Bonaparte à Malte
- Author: Frans Sammut
- Original title: Bonaparti f'Malta
- Language: French
- Genre: History
- Publisher: Argo
- Publication date: 2008
- Publication place: Malta
- Media type: Print (Paperback)
- Pages: 153
- ISBN: 978-99932-88-06-0

= Bonaparte à Malte =

2008 book by Frans Sammut

Bonaparte à Malte is a 2008 book by Maltese writer Frans Sammut, with an introduction by Dr Paul Borg Olivier. The Maltese original, Bonaparti f'Malta, was published in 1997.

Citing contemporary documents from Malta's archives, it provides a detailed account of the six days Napoleon Bonaparte spent in Malta in 1798, as well as an analysis of the political situation under the Order of St John of Jerusalem and the political and cultural consequences of Bonaparte's conquest of Malta.

In the words of fellow writer and former Prime Minister of Malta, Alfred Sant, Napoleon and his impact on Malta were "enduring subjects of [Sammut's] interests and research".

It is the first account in the French language of those six days. At the Eighth Congress of the International Napoleonic Society, Sammut gave a presentation, "The Enlightenment in Malta and the Coming of Bonaparte", based on his research for Bonaparte à Malte.

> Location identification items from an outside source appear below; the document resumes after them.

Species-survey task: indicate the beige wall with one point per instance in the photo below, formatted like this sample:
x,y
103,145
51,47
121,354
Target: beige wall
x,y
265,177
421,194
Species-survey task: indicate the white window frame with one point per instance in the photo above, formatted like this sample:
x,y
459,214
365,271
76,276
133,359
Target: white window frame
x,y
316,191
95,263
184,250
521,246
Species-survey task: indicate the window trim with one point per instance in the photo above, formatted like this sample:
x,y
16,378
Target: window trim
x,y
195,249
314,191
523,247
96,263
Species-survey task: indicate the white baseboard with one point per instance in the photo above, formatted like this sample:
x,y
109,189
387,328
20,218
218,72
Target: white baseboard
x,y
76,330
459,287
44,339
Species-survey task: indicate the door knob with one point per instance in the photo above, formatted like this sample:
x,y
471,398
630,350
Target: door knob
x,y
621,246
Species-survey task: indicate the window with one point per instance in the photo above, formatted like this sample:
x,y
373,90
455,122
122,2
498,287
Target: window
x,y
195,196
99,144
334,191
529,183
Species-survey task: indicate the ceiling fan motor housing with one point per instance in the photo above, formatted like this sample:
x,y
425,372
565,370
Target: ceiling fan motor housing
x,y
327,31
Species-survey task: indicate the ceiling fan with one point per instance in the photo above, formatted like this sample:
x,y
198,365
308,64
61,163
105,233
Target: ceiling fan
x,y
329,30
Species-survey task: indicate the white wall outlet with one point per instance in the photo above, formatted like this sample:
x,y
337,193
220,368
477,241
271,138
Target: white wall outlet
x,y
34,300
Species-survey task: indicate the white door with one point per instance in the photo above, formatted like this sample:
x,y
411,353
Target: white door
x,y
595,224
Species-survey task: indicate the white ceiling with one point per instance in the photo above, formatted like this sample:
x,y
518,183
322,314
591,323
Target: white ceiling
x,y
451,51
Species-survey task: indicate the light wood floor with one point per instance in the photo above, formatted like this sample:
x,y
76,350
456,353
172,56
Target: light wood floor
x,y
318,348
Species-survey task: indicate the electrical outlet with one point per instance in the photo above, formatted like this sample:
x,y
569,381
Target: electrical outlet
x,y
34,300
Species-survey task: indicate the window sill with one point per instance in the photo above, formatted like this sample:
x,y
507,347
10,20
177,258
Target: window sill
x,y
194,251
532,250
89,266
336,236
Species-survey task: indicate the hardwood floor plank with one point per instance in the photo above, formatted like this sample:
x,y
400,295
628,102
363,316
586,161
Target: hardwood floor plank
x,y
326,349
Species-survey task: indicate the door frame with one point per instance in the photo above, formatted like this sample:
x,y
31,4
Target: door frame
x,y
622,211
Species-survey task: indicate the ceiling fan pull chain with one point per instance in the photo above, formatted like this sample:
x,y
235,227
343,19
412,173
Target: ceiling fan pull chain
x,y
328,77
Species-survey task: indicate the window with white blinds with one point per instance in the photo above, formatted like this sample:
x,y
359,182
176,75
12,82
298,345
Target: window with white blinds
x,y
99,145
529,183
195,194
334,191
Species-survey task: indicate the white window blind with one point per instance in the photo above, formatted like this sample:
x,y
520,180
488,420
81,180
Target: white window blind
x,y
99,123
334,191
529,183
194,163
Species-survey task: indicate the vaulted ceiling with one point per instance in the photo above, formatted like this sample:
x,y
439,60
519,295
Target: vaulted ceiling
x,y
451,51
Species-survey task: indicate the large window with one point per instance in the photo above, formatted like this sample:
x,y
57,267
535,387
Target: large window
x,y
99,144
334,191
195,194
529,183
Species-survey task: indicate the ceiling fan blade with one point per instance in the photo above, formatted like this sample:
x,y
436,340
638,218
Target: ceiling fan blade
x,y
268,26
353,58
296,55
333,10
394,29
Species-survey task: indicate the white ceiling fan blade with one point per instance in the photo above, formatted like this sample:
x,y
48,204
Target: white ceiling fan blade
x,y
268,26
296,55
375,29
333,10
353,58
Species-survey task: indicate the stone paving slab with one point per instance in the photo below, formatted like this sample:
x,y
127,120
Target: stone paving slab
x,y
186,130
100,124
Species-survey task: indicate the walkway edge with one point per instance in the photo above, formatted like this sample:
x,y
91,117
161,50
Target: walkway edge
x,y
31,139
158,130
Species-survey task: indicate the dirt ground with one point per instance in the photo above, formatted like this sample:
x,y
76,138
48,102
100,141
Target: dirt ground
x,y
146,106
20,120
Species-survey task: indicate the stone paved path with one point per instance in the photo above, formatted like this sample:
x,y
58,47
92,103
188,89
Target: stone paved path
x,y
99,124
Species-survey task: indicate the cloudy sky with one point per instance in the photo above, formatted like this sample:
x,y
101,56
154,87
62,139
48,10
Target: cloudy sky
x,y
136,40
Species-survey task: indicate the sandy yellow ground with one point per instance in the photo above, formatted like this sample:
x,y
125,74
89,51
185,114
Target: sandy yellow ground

Sammut argued that Napoleon, despite his brief stay in Malta, made a determined effort to bring the country into the modern era. He issued numerous decrees to thoroughly reorganize Malta's government and society and tirelessly worked to review the nation's laws and regulations. The abolition of noble titles and privileges and the ending of slavery were the first measures he implemented. He ordered the expulsion of the Inquisitor and the release of the Order's political prisoners, including the Maltese patriot, Mikiel Anton Vassalli, who shared his Enlightenment ideals and whom he described as "the most intelligent prisoner (ever) locked in a cell". Voicing his surprise that fundamental subjects such as mathematics, physics and astronomy were not yet being taught at the University of Malta, he also instituted a series of educational reforms.

Sammut characterized Napoleon as "a different kind of leader... more of an intellectual strategist and philosopher", a quality placing him in the highest rank of commander together with Julius Caesar and Alexander the Great.

Some of Sammut's research for Bonaparte à Malte also went into his 1994 historical novel about Vassalli, Il-Ħolma Maltija (The Maltese Dream), described by Alfred Sant as "his masterpiece" and by British author and poet Marjorie Boulton as "a colossal work".

According to Prof. Anne-Marie Mésa of the University of Reims Champagne-Ardenne, Frans Sammut's "point of view is actually original, well reasoned out, nuanced and subtle – as one would expect from all works on history. A true pleasure to read!”; Frans Sammut was “self-evidently an excellent historian, as well as a rich personality and endowed with a vast culture”.